では居抜き物件を借りた場合の原状回復はどの段階となるのでしょうか?

居抜き物件を借りた時の状態と考えている人が多いのですが、実際はスケルトン状態まで戻す義務があります。

居抜き物件を借りた場合は物件と同時に原状回復義務も引き継いだ状態であり、前のオーナーが店舗を作る前の状態まで戻す義務が発生するため、退去の際の原状回復費用がかなりかかる場合があります。

ただし、貸主の了解を得られれば免除されるケースもあり、また、次のテナントに居抜きで売却できれば原状回復の必要がありません。

居抜き物件と解約予告期間

解約予約期間とは現在借りている物件を解約する際に、事前に取り決められている期限にオーナーや管理会社に通知することです。

物件によってその期間は異なりますが、一般的には解約を希望する日の6ヶ月前に解約予告を出す必要があります。

そのため、テナントを早く閉めたいと思っても、解約予告の期間中は賃料を支払う必要があります。

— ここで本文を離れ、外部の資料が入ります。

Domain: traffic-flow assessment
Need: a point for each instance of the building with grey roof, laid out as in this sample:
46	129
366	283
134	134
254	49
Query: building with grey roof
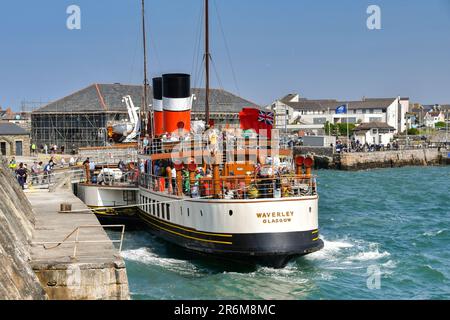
294	113
81	119
14	140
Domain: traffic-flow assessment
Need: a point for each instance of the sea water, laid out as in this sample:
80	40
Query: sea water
386	234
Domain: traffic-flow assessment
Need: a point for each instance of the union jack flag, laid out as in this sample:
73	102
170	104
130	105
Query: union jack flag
266	117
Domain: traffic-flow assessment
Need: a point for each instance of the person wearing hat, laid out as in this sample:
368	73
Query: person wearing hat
35	171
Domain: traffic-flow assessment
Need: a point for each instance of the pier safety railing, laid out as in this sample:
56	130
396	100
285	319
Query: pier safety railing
234	187
47	180
50	245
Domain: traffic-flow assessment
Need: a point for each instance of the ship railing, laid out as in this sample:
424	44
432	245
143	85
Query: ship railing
234	187
47	180
159	146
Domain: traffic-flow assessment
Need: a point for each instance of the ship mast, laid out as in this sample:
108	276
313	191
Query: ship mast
207	57
144	117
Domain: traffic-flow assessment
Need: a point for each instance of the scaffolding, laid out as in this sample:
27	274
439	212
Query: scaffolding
72	130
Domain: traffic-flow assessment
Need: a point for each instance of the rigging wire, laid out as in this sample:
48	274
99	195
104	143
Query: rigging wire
227	47
198	38
217	74
133	62
153	43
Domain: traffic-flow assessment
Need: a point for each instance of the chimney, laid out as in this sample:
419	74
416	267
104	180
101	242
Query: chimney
177	102
158	107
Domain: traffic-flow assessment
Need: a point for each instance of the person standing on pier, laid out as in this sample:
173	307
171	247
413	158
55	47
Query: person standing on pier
21	175
13	164
86	165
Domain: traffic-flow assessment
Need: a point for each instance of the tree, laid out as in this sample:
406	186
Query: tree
441	125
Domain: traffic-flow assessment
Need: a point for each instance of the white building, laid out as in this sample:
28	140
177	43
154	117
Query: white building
295	113
434	117
374	133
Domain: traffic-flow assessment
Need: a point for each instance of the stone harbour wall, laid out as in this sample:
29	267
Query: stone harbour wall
86	281
389	159
17	279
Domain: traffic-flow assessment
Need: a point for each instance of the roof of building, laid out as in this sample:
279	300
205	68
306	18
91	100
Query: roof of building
373	125
11	129
108	98
434	113
288	97
324	105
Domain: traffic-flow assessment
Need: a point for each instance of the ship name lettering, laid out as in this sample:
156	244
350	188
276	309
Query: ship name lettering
274	215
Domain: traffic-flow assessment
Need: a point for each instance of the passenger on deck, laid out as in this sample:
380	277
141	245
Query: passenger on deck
21	175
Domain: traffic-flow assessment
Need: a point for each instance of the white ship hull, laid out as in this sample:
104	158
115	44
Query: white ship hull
266	231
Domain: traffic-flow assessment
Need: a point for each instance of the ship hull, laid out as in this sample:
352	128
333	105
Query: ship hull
289	231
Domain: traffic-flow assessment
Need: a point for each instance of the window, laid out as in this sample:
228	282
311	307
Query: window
163	210
320	120
129	196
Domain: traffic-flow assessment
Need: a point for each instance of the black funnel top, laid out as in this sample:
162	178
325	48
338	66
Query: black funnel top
176	85
157	88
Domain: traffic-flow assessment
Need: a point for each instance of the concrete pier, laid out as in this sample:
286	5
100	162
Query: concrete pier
97	272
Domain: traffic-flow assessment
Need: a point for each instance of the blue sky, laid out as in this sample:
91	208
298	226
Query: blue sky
320	49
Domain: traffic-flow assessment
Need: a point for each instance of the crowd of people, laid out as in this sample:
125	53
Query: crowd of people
40	173
264	181
357	146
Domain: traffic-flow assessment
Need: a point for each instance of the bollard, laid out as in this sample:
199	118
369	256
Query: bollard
64	207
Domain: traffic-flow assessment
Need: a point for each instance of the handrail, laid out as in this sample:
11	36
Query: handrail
77	241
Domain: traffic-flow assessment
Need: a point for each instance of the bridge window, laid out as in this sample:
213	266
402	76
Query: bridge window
129	196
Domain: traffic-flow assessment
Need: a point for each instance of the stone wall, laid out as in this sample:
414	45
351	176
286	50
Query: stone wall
84	281
17	279
389	159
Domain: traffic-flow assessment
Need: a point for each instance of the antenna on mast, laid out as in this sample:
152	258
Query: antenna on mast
207	57
144	118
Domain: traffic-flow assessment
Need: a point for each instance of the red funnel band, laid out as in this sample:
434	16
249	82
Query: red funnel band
308	162
299	161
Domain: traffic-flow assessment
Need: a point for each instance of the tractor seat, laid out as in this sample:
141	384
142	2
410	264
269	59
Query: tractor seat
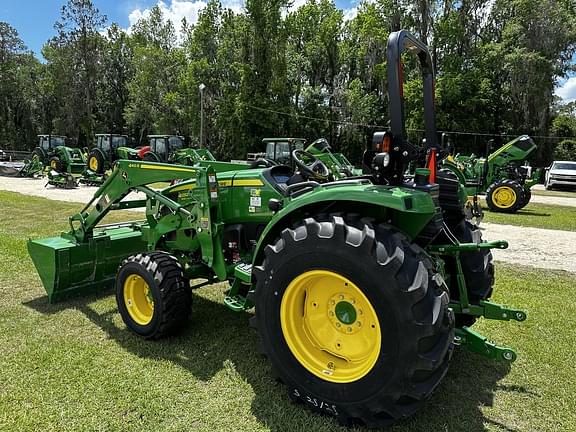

居抜き物件の場合は、内装をそのまま引き渡せるので原状回復工事の必要がないためギリギリまで営業をすることができ、その分のコストを削減できます。

また、次のテナントがすぐに見つかり家賃収入を確保できる場合は、解約予告期間内でも物件の引渡しが出来る場合があります。

居抜き物件に特化した求人とは

不動産業界の中でも居抜きに特化した業種もあります。

居抜きに特化した業種はどんな仕事を行い、年収はどれくらいあるのでしょうか?

居抜き物件に特化した会社の仕事内容・年収

居抜きに特化する凝集の場合、店舗不動産の仲介だけでなく、飲食店や美容室などの対象店舗の開業から撤退支援まで広くビジネスのサポートを行っているケースがあります。

飲食店舗は首都圏だけでも年7万以上もの開廃があり、開業したい人・ビルのオーナー・廃業したい人などニーズも高いビジネスです。

年収は地域や経験にもよりますが、300万~700万と一般的な不動産会社と同程度といえます。

専門分野に特化しているため不動産業界の中でも企業自体の数が少なく、求人も多くはありませんが、不動産業界だけでなく様々な業種から転職できるのは魅力的です。

まとめ

居抜き物件について基本的な内容やメリット・デメリットなどをお伝えしました。

店舗の内装や設備をそのまま次に売却する居抜きには初期費用や工事期間を抑えられるなど大きなメリットのある反面、レイアウトに自由が利かないなどのデメリットもあります。

不動産業界に転職するなら、特にテナントを扱う場合は居抜きの取引についてしっかりとした知識をつけ営業に役立てるようにしましょう。